De nuevo Kurzweil habla de que en 2045 todo quedará bajo el control de las máquinas superinteligentes, incluyendo recursos materiales y energéticos. ¿En función de qué actuarán las máquinas?

Se supone que, a partir de ese momento, que Kurzweil llama ‘la singularidad’, las máquinas actuarían únicamente en función de sus propios intereses. Pero, como ya sugerí antes, las ideas de Kurzweil se basan en supuestos muy cuestionables desde un punto de vista científico (y filosófico, todo sea dicho).

 

Ya hay lugares de Japón en los que a los ancianos los atienden robots. ¿Es ese el futuro que queremos?

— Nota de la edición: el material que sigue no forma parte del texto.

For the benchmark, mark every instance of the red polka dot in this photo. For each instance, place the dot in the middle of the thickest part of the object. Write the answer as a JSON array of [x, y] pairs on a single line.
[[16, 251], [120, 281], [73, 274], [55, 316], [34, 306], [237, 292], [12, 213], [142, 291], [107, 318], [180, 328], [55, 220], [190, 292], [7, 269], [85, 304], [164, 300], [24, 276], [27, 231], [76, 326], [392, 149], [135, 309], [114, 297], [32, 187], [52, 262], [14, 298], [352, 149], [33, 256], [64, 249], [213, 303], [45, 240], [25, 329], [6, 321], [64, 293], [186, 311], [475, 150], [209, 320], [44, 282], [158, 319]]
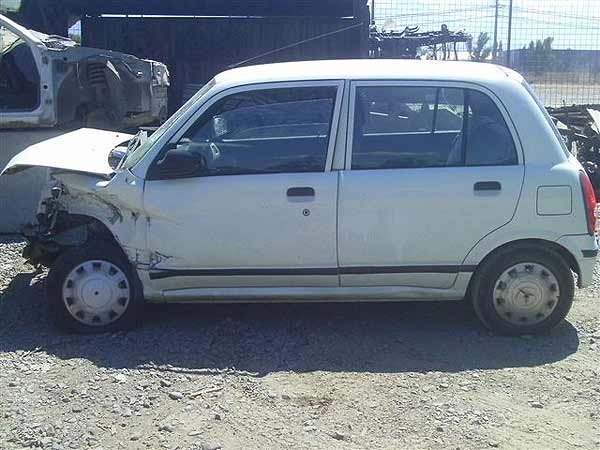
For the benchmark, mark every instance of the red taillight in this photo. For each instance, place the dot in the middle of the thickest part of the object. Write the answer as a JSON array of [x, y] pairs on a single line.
[[589, 198]]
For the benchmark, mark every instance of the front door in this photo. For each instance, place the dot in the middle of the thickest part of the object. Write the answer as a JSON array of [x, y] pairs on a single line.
[[431, 171], [262, 212]]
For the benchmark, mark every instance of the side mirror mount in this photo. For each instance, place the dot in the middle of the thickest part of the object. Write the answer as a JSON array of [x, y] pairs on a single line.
[[220, 126], [177, 164]]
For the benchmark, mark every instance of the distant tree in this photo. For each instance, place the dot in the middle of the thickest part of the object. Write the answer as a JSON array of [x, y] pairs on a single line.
[[481, 51], [538, 55]]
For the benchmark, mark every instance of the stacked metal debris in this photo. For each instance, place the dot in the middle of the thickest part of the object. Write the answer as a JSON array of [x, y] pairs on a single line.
[[580, 125], [406, 44]]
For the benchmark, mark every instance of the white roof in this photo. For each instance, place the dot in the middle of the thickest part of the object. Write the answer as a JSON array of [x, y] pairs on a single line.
[[369, 69]]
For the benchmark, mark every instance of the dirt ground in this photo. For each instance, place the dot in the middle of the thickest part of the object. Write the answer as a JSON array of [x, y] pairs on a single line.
[[261, 377]]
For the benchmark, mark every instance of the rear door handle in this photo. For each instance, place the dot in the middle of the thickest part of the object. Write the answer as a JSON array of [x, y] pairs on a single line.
[[488, 186], [301, 192]]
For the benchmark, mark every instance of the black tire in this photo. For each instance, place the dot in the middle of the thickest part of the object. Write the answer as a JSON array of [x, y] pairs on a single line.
[[71, 259], [486, 276]]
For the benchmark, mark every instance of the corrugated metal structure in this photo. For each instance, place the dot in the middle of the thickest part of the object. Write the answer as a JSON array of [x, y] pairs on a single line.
[[195, 49], [199, 38]]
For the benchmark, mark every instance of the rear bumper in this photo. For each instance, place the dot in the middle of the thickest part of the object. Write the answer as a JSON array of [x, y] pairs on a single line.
[[585, 250]]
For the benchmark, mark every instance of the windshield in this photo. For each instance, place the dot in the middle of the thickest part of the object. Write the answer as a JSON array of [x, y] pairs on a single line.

Mejor ese que el de la soledad y el abandono. Lo ideal es envejecer acompañado de los seres queridos, pero no parece que nuestra sociedad y nuestro sistema económico favorezcan esa posibilidad. Solo los ricos, con casas grandes y recursos suficientes para pagar personal especializado, pueden proporcionar esa vida a sus mayores (o los muy pobres, que sobreviven con sus pensiones). Ya no se vive en grandes caseríos o cortijos en los que convivían varias generaciones y los jóvenes cuidaban de los ancianos. Las alternativas que les esperan ahora mismo a nuestros ancianos son la soledad, las residencias o las comunidades de personas mayores al estilo de los países nórdicos. Esta última alternativa parece la más deseable porque permite la compañía mutua, facilita los cuidados médicos o asistenciales y otorga una gran libertad a los comuneros. Pero si esa alternativa no está disponible cuando yo llegue a mi vejez, preferiría tener un robot en casa que me cuidara a tener que internarme en una residencia.

 

¿Por qué es deseable acabar con la imperfección?

Esa es una pregunta muy interesante y decisiva a la hora de formar un juicio sobre la deseabilidad de los fines del transhumanismo. Parecería que las imperfecciones deben ser eliminadas por el mismo hecho de que son imperfecciones y, por tanto, son causa de mal funcionamiento y de sufrimiento. No querer acabar con las imperfecciones parece un oxímoron. Sin embargo, hay quienes han subrayado que nuestra vulnerabilidad, nuestra dependencia de otros, nuestras imperfecciones, en suma, son parte constitutiva de nuestra condición humana y que, por tanto, querer acabar con ellas es tanto como buscar diluir dicha condición para convertirnos en otra cosa que quizás, desde algún punto de vista, pueda considerarse mejor, pero no está claro si ese punto de vista debería ser el nuestro.

 

Si llega un momento en el que todos seamos bondadosos, justos, ecuánimes (gracias a los avances biotecnológicos), todos dejaremos de serlo.

Ese momento no va a llegar. No deberíamos preocuparnos por sus efectos.

 

El azar, ¿siempre quedará al margen de cualquier tecnología?

Es imposible el control completo. Heidegger se equivocaba cuando consideraba que lo terrible de la tecnología era que todo funcionaba. No todo funciona siempre ni como estaba previsto. En cualquier circunstancia hay factores que no han podido ser tenidos en cuenta y que pueden provocar efectos enormes, incluso catastróficos, sin que podamos hacer nada al respecto. La tecnología no es ciertamente un sistema caótico, pero, como todo sistema imbricado en la sociedad, está sujeto en muchas ocasiones a circunstancias imprevistas y de efectos imposibles de medir con antelación, o siquiera de prevenir de forma suficiente. Nadie pudo prever cuando se fabricaron los primeros autos que iban a ser una pieza central en el cambio climático que ahora comenzamos a padecer.


¿Causará más exclusión el transhumanismo?

Obviamente. No todos podrán acceder, debido a sus costos, a estas supuestas mejoras tecnológicas en igualdad de condiciones. Lo terrible es que las personas excluidas quedarán entonces separadas de los privilegiados no solo por sus condiciones económicas, sino por sus genes. Los ricos serán genéticamente diferentes de los pobres. Las clases sociales se convertirán en clases biológicas. No se me ocurre una distopía más ominosa.